1) Reduce the load in the damaged tissues
Plantar Fasciitis/Fasciopathy is caused by excessive mechanical load in the tissue, reducing the load in the short term facilitates healing. There are a few useful strategies for this;
• Foot Orthoses – Orthoses with the appropriate design features are effective in reducing the load in the Plantar Fascia
• Low Dye Strapping – Effective method of strapping can reduce the load in the tissue immediately leading to immediate pain relief
• Reduce training load – Stopping or modifying running or other activities until the tissues heal and pain subsides
• Calf muscle and Plantar Fascia stretching – stretching the calf muscles has been shown to be effective in reducing the load in the Plantar Fascia
2) Increase the ability of the Tissues to take the Load
• High Load Strength Training for Plantar Fascitis – Aimed at progressively and slowly increasing the load in the Plantar Fascia so that it can adapt to better tolerate the loads that are placed on it. Evidence suggests High Load Strength training may aid in quicker reduction in pain and improvements in function
• Nutrition – Needs to be considered for optimum tissue health
3) Facilitate the Healing of the Tissues
• Reducing the load in the tissue and increasing the tissues ability to take the load are extremely important. If not done the problem is more likely to become long term and chronic, therefore more likely to reoccur. Direct work on injured tissue may be necessary to facilitate healing.

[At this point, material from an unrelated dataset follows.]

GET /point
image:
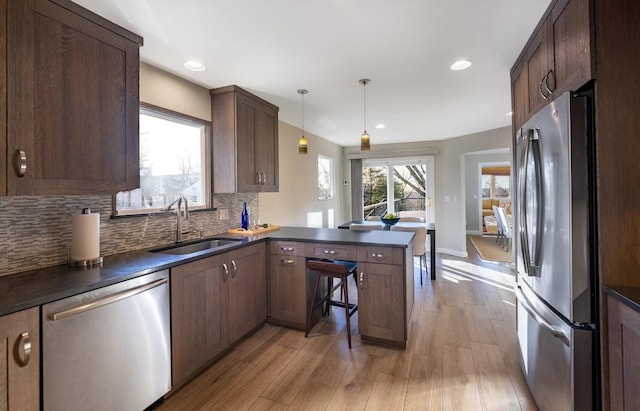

• Examples of treatment in this category include – Icing, Manual Therapy, Dry Needling, Shock-wave therapy, NSAIDS, Cortisone Injections, Platelet Rich Plasma Injections
There is no need for Heel Pain to become a long term chronic problem. Early appropriate intervention ensures the best outcome with a quicker reduction in pain, improved function longer term and reduced likelihood of re-occurrence.
Start by reducing load in the injured structure, also do things to facilitate the healing then progress to progressive adaptation to increasing loads. Simple!